PLACE 2020 features work by 24 writers and artists, including:
- Short film BECAUSE THE REST IS SILENCE by British filmmaker Andrew Kötting that reconfigures aspects of his moving image works which focus on the idea of place
A photographic record of Black Lives Matter protests in New York by artist and activist Lola Flash - Poetry by the international award winning poet and sound artist Caroline Bergvall created during self-isolation in the Norwegian countryside
- An account of lockdown in New York by writer and cultural critic Sukhdev Sandhu
- A vivid memoir of pre Covid-19 adventures in the Amazonian jungle of Peru by one of Britain’s foremost place writers Iain Sinclair
- A poetry film of new arrivals to Manchester by Anjum Malik
- New short story THE FAIRYTALE by Andrew Michael Hurley that imagines a near future in which society is segregated for health reasons and in which widespread flooding has forced communities to be uprooted.
- COMING OUT AS A BLACK ESSEX GIRL by Elsa James, an artist whose work explores the historical, temporal and spatial dimensions of what it means to be black in Essex, updated in response to the Black Lives Matter protests.
- A podcast of spoken word and atmospheric soundscapes of lockdown life in Berlin, by British-Canadian-Taiwanese author and editor of The Willowherb Review (a digital literary journal that celebrates nature writing by writers of colour) Jessica J.Lee
- Amy Liptrot, author of the award-winning memoir, The Outrun – documents her household experiences of the COVID-19 lockdown in West Yorkshire, informed by her being mother of a toddler with another baby on the way and her reading on children’s relationship with the natural world.
Iain Sinclair said: “Now that we have all, perforce, become “Mental Travellers” with passports issued by William Blake, it is exhilarating to be part of such inspirational company for PLACE 2020. Locked down is also opened up to fiercer challenges. This expansion of the definition of “Place” is the achievement of the Centre for Place Writing.”
Jessica J. Lee said: “The PLACE 2020 collection is a time capsule of these often difficult past months, seen through the eyes of some of the writers I most admire. If this platform is any indication of what the Centre for Place Writing can bring to our thriving genre, we ought to celebrate and treasure it. I look forward to what is to come!”
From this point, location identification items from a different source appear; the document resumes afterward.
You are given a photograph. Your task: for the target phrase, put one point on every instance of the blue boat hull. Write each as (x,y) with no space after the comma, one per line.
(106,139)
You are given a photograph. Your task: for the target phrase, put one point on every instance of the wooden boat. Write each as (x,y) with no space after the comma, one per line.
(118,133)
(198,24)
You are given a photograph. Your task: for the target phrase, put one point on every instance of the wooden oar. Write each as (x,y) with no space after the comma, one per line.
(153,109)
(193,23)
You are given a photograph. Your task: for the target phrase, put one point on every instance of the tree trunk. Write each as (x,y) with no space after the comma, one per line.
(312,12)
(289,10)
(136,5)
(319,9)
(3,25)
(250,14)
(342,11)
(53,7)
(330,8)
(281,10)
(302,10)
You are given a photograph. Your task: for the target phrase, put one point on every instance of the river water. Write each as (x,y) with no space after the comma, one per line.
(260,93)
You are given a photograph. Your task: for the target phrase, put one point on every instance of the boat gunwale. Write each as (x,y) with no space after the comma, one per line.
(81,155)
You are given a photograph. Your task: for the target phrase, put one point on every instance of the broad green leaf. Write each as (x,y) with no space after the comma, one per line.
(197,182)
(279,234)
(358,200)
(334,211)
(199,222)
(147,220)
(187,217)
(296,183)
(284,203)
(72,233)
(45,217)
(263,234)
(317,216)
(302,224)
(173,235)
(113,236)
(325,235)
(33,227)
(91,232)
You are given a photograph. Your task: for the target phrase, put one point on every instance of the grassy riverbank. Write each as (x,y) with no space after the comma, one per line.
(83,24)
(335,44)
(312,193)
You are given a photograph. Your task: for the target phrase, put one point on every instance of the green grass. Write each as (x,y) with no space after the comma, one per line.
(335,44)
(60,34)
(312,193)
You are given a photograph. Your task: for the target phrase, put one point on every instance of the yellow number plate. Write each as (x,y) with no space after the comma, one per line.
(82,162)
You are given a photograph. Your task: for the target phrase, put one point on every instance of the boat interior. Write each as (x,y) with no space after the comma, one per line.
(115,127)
Our major digital project, PLACE 2020, officially launches the Centre for Place Writing, showcasing through film, poetry, essay, storytelling, sound-works and creative nonfiction, the diversity of the place writing genre, whilst also documenting this most extraordinary of times.
The full list of contributors is: Polly Atkin, Caroline Bergvall, Tim Cresswell, Andy Delaney, Kerri ni Dochartaigh, Gareth Evans, Paul Evans, Lola Flash, Elsa James, C.C.O’Hanlon, Andrew Michael Hurley, Ela Kir, Andrew Kötting, Jessica J.Lee, Rachel Lichtenstein, Amy Liptrot, Anjum Malik, Helen Mort, Antony Rowland, Sukhdev Sandhu, Iain Sinclair, Richard Skelton, Jean Sprackland, Ken Worpole.